In the early stages of the firm’s collapse, there was hope among S.B.F. allies that any misconduct would be confined to his business and not touch his extracurricular work in politics and philanthropy. But that hope evaporated when Sam was arrested in the Bahamas. Upon his extradition to the U.S., the Southern District of New York also charged Sam with violating campaign-finance law, a vague accusation that could potentially implicate some of Sam’s political advisers. Gabe, more than anyone, sits at the top of that pyramid, meaning he could face real legal scrutiny—even if only as a squeeze-play by prosecutors to put more pressure on his brother.

Save for a few conspiracy theorists dredging up old Gabe photos and the like, most of the political attacks on Gabe have been minor: A freshman G.O.P. congressman, Troy Nehls, tried to make hay of Gabe’s history with Casten, insinuating that the relationship might have caused Casten, a member of the Financial Services Committee, to go soft on crypto regulation. Chuy Garcia, a Democratic congressman running for mayor of Chicago, has also been hounded by local press about his support from Gabe as his opponents try to make trouble over Garcia’s S.B.F. ties.

But the first real shoe to drop came on Thursday, when “Gabriel” made his first appearance by name in any legal filing associated with the case. FTX, which is conducting its own investigation into S.B.F., said that it had been seeking cooperation from Gabe, but that it had “not received meaningful engagement or any response” from the younger brother. To legal experts, that language reads like a prologue to a potential subpoena.

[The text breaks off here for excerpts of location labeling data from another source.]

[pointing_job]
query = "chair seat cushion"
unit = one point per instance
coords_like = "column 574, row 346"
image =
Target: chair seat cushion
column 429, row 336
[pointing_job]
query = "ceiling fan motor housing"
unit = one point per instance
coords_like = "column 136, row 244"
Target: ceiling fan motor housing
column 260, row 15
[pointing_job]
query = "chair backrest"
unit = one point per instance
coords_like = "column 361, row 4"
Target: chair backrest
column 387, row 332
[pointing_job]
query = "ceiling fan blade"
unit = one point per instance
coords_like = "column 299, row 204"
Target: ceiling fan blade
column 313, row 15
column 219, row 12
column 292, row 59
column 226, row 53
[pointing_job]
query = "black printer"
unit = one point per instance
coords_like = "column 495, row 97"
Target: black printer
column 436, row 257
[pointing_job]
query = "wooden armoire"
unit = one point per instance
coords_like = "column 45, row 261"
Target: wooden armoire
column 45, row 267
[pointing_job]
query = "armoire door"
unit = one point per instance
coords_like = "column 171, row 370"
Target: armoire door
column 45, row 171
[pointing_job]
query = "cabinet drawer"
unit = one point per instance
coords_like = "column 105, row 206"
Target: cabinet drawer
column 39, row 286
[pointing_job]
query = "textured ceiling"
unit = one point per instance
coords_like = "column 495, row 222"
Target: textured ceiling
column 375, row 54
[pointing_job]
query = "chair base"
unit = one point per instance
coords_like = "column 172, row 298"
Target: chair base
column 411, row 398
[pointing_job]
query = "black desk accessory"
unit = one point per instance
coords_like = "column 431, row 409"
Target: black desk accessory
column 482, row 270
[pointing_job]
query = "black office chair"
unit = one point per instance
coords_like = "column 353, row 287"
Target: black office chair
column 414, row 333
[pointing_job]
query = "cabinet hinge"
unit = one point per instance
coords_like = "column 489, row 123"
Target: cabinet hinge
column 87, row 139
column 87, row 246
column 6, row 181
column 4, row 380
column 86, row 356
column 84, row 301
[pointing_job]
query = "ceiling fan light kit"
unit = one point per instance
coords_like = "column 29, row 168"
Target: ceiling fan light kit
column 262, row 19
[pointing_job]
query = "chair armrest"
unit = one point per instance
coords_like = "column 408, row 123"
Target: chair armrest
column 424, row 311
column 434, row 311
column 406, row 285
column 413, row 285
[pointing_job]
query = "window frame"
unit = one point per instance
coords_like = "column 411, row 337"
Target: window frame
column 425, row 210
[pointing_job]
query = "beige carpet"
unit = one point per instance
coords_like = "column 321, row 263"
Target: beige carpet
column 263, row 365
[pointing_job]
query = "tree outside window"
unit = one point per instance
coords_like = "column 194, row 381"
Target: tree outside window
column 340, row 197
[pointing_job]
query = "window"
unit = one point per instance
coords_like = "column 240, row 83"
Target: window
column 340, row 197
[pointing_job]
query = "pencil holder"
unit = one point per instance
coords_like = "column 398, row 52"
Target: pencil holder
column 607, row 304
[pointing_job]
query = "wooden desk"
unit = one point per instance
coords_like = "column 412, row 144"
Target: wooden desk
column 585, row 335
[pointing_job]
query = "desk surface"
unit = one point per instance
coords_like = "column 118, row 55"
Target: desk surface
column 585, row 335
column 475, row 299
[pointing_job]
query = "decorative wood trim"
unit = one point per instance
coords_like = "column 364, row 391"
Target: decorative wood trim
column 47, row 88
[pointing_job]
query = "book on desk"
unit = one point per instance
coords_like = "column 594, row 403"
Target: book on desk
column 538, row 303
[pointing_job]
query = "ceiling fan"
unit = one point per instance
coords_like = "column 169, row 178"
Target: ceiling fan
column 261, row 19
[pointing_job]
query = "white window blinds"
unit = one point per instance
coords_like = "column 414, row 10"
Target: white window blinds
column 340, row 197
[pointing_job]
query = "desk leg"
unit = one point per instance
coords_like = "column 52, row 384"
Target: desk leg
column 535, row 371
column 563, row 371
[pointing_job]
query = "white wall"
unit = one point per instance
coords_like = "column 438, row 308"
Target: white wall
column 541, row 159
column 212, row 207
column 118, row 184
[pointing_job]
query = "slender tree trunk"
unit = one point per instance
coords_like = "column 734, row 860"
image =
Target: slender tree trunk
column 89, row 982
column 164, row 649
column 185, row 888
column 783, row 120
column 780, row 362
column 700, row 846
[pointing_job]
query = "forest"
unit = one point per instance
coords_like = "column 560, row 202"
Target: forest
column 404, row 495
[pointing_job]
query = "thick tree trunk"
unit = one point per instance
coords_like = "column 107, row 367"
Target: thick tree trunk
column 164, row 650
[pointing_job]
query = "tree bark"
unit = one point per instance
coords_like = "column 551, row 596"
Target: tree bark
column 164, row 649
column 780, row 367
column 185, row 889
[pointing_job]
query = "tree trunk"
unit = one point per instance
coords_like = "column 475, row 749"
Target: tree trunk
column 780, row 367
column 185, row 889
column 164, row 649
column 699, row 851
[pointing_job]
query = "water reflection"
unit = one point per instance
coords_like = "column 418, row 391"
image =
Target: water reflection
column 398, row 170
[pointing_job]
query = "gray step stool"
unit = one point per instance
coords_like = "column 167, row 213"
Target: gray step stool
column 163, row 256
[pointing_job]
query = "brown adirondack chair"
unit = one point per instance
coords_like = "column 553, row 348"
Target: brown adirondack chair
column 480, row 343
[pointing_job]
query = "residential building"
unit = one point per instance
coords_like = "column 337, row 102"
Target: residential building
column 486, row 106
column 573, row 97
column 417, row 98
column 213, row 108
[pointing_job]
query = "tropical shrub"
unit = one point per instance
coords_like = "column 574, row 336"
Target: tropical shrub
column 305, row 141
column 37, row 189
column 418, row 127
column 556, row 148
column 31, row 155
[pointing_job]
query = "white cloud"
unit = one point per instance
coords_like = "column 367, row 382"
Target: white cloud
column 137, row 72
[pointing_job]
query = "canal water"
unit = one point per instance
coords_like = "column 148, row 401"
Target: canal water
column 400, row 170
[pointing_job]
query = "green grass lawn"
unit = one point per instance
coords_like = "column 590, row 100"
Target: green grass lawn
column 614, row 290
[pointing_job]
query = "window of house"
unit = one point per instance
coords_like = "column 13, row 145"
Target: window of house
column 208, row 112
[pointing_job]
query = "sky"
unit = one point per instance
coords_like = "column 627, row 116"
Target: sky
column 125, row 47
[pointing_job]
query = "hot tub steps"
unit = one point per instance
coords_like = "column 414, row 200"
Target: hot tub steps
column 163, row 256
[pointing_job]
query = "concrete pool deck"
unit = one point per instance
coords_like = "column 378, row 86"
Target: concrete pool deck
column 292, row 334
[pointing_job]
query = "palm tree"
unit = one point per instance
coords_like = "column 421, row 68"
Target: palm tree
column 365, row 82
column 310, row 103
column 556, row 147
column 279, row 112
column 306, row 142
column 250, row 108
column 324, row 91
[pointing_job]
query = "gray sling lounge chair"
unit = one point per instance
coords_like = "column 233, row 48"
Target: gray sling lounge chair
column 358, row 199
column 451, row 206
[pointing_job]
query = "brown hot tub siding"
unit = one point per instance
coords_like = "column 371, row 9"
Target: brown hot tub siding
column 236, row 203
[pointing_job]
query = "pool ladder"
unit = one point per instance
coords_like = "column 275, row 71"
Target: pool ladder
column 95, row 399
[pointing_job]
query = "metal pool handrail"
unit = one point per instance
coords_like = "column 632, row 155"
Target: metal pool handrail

FTX also alleged that GAP’s townhouse was “purchased using misappropriated customer funds,” presumably based on the theory that Sam’s assets, and therefore GAP’s, were never really his.

Gabe hasn’t said anything publicly about any of this—as someone who knows him pointed out, what is he going to say, that he was duped by his brother? But Gabe has to think about his own interests, which could theoretically diverge from those of his family, and Gabe has his own reputation to defend. He’s still young, with all the enormous advantages conferred by his birth, but his charmed career in politics is surely over, at least in the medium term. “His life is presumably ruined,” a person close to Gabe told me. “I think he’s going to face the highest consequences of anyone for behavior that is not his.”